Je dois faire simple et direct. Je ne supporte plus son enthousiasme juvénile, sa propension à briser les objets où à dire des bêtises sans sans rendre compte. Je fulmine encore plus quand il me dit de rester calme, de ne pas élever la voix et de comprendre qu’il a beaucoup de choses à apprendre. Je n’en peux plus d’avoir à le reprendre sans cesse et d’avoir à tout lui expliquer. C’est vrai qu’il ne peut pas tout connaître…

Je me suis laissée avoir comme une adolescente à cette fête de la musique. Il chantait faux mais avec une telle conviction et un tel regard de désir envers moi… Mais ce soir, je dois rompre, je vais essayé, je dois y arriver. Ce rendez-vous sur le parvis de la Cathédrale m’énerve, toujours ses idées pseudo-romantiques. Tours recèle pourtant d’autres lieux plus propices aux marivaudages et surtout plus discrets.
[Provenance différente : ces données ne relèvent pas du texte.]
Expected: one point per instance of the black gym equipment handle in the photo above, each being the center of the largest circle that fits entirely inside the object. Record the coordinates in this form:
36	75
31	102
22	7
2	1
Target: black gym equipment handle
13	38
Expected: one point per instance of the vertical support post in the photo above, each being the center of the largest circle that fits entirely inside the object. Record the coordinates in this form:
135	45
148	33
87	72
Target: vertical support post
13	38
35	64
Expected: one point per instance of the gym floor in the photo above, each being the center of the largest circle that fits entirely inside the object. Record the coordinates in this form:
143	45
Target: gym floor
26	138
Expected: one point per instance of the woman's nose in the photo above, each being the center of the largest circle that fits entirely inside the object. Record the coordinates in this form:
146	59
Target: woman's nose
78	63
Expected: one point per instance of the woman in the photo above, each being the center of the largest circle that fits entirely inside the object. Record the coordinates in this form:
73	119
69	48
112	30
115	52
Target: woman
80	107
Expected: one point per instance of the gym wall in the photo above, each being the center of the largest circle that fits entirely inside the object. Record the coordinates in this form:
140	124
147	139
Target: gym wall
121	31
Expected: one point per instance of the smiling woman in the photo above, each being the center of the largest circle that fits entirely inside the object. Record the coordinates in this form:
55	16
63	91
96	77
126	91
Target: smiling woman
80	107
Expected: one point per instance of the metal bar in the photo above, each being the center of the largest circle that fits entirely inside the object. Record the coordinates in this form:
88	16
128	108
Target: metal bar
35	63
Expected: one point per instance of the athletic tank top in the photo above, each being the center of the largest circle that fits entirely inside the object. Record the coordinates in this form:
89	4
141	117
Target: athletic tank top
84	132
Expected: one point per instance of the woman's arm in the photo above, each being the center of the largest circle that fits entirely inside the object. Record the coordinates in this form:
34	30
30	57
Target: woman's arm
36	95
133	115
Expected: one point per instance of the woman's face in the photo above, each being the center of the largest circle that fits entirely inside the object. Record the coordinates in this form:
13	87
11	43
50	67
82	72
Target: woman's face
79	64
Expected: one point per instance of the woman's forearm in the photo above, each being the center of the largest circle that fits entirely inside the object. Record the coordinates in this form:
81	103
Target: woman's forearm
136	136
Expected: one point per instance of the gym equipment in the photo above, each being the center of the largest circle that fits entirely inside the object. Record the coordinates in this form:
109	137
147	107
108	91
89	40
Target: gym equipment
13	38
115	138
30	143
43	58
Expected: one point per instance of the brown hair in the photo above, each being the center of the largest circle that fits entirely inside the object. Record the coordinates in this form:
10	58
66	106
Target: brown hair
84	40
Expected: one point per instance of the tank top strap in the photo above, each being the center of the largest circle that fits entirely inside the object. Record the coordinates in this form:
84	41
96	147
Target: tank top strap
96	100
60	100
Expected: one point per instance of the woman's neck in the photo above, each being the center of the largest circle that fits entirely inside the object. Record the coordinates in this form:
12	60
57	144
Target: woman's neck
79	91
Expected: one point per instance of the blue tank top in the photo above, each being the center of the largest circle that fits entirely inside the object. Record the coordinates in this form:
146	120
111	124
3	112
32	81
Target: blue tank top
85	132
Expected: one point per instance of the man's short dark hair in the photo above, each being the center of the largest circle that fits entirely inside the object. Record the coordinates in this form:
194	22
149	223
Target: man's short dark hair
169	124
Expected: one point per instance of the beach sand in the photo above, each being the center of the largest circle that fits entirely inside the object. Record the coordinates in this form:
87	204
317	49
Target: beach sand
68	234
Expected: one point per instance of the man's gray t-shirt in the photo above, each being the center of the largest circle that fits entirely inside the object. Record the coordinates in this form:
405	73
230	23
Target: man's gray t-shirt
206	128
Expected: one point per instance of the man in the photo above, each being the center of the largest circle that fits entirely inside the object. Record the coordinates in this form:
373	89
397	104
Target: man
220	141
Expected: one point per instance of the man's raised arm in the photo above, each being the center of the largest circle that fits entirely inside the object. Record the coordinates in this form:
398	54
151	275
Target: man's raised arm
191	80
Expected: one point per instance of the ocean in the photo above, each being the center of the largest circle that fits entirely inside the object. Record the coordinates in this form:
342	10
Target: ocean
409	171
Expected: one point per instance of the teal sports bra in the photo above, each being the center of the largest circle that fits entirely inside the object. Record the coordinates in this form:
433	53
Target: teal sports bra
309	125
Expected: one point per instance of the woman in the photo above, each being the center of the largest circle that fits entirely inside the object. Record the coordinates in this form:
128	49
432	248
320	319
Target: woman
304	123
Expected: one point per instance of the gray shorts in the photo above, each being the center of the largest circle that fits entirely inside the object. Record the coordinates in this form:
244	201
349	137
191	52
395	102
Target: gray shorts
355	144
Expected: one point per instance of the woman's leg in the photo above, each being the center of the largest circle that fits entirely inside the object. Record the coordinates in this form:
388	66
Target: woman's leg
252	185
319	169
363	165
Finalement, ce lieu est une chance. Je dois en profiter pour y terminer notre histoire d’amour. C’est trop beau. Il faut que nous rompions avant le feu d’artifices du 15 août. Il s’imagine déjà une soirée langoureuse sous les étoiles filantes à attendre la féerie de fusées. Ce soir, 12 août, je dois être courageuse, dans 3 jours, j’ai 44 ans et cela je ne peux pas lui dire.

une histoire d’amour avec les contraintes avec les contraintes suivantes: âge (12 et 44 ans) ; événement (annonce de rupture), temps (12 août en fin de soirée), lieu (parvis de la Cathédrale de Tours) et caractères (colérique et maladroit).